Humankind has reached a notable milestone this week, though it’s not one to celebrate. For the first time in history, human-made materials now outweigh all life on Earth, meaning that humanity’s footprint is actually heavier than that of the entire natural world. According to a new study in Nature, the weight of human-made buildings, roads, and other manufactured materials currently weighs 1.1 trillion tons, and doubles about every 20 years.
The study showed that at the start of the 20th century, the mass of human-produced objects was equivalent to only three percent of the weight of Earth’s total biomass. Since the post-World War II production boom, however, the manufacturing increase has been immense, rapidly increasing the mass of human-made materials.

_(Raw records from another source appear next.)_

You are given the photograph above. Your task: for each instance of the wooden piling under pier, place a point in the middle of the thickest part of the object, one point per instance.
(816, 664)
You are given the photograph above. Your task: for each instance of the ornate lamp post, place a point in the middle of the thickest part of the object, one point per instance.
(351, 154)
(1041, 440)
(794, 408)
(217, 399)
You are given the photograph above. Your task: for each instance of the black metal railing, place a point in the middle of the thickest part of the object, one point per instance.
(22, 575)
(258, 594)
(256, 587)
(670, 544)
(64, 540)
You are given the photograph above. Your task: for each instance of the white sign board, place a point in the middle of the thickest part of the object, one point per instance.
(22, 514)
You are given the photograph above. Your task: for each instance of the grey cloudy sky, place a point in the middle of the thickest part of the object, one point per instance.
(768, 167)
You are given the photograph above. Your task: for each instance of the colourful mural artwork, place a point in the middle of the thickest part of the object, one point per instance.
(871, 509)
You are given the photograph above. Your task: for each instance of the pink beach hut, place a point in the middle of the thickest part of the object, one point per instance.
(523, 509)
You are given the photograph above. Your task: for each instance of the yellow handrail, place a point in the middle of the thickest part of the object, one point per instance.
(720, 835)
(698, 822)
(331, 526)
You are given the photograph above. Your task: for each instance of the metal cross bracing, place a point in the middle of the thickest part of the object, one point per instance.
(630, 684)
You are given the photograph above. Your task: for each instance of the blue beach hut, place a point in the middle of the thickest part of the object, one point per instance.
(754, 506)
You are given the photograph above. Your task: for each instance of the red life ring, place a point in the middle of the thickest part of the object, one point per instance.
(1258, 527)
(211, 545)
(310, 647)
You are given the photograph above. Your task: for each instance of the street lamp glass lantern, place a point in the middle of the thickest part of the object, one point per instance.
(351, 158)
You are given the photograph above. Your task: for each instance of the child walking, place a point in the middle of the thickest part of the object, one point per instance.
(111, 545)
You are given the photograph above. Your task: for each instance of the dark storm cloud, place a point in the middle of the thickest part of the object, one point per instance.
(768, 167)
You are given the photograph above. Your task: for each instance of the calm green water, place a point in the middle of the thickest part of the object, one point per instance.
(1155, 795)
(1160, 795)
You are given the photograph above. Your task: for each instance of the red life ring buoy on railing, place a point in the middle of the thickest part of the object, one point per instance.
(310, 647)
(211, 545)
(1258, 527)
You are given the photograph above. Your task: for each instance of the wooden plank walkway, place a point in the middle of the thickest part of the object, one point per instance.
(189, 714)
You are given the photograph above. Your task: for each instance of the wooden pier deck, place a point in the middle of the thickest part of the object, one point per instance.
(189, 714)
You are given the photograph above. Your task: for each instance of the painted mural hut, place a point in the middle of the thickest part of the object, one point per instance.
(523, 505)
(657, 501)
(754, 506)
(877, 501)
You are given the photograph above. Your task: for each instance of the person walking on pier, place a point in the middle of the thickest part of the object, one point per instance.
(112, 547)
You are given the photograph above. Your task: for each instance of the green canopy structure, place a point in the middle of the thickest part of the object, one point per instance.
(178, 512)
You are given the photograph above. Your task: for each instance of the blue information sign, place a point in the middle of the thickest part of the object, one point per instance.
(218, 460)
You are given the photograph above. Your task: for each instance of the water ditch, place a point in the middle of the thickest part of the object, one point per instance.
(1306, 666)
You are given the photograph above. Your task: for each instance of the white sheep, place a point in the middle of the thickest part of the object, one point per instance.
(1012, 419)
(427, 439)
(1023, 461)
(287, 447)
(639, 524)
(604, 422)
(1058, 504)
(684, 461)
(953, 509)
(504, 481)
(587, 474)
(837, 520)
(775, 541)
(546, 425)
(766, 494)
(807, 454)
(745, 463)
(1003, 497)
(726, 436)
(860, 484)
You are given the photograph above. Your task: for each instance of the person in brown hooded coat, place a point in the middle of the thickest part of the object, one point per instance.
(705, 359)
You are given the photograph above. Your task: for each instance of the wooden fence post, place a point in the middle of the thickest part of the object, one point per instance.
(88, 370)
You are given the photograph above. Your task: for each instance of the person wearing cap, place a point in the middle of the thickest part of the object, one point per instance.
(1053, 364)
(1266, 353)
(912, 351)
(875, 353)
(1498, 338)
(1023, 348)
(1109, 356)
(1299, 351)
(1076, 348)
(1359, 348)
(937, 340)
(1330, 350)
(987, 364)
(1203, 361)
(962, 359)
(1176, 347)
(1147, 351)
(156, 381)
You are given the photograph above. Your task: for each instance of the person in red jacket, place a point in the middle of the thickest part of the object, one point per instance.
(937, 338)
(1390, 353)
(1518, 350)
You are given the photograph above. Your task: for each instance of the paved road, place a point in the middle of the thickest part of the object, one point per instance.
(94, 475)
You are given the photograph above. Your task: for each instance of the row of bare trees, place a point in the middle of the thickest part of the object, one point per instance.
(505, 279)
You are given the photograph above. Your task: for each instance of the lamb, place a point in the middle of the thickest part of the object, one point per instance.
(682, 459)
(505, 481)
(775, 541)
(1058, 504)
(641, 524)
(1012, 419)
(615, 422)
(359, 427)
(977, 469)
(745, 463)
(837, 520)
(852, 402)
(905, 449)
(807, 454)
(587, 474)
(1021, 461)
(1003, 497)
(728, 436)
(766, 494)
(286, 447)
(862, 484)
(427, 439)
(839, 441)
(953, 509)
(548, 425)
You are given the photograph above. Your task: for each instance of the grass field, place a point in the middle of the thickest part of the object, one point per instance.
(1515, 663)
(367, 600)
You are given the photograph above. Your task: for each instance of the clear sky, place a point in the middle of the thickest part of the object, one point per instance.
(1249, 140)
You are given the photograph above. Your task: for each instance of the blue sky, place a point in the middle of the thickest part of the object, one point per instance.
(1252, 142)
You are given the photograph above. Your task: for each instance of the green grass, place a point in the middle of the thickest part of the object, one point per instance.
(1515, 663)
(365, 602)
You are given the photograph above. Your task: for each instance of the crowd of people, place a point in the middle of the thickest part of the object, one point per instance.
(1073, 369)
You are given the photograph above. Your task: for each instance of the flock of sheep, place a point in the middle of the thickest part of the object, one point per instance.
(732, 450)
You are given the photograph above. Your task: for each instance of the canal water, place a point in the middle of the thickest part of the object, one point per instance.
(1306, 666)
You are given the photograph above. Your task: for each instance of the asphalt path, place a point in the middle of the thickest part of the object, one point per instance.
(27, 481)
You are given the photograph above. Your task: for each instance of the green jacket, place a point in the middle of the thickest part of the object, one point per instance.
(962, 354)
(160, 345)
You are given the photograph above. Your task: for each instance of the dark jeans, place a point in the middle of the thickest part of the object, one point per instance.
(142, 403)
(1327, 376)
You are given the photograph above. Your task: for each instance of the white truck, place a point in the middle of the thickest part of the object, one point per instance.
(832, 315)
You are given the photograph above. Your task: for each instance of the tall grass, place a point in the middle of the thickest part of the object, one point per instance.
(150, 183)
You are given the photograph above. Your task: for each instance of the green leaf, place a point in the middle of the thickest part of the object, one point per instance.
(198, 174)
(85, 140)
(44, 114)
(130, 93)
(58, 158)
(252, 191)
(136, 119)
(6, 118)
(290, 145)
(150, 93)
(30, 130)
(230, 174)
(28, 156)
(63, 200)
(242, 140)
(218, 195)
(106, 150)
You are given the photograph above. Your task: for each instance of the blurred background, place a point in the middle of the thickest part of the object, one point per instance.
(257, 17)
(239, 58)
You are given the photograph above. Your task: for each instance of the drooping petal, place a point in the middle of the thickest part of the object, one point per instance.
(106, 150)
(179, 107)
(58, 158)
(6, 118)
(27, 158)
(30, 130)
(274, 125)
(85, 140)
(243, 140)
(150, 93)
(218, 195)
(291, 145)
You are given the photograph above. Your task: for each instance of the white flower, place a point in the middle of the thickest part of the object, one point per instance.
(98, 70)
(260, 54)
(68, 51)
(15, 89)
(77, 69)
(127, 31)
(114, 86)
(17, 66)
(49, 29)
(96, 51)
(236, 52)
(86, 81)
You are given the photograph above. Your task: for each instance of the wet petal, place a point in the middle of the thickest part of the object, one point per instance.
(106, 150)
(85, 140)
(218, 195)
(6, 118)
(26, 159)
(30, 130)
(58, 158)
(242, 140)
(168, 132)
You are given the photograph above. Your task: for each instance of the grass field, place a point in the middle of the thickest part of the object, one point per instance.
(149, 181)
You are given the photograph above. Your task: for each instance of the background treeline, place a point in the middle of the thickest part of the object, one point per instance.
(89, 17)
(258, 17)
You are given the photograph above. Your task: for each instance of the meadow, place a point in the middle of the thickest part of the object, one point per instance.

Ron Milo of Israel’s Weizmann Institute of Science, and one of the study’s co-authors, said, “This study provides a sort of ‘big picture’ snapshot of the planet in 2020. We hope that once we have these somewhat shocking figures before our eyes, we can as a species take responsibility.”
If the growth rate continues at the current pace, human-made materials are on track to weigh as much as three trillion tons by 2040. This is particularly troubling because natural biomass is declining.
Emily Elacham, the study’s lead author, told AFP that humanity “can no longer deny our central role in the natural world. We are already a major player and with that comes a shared responsibility.”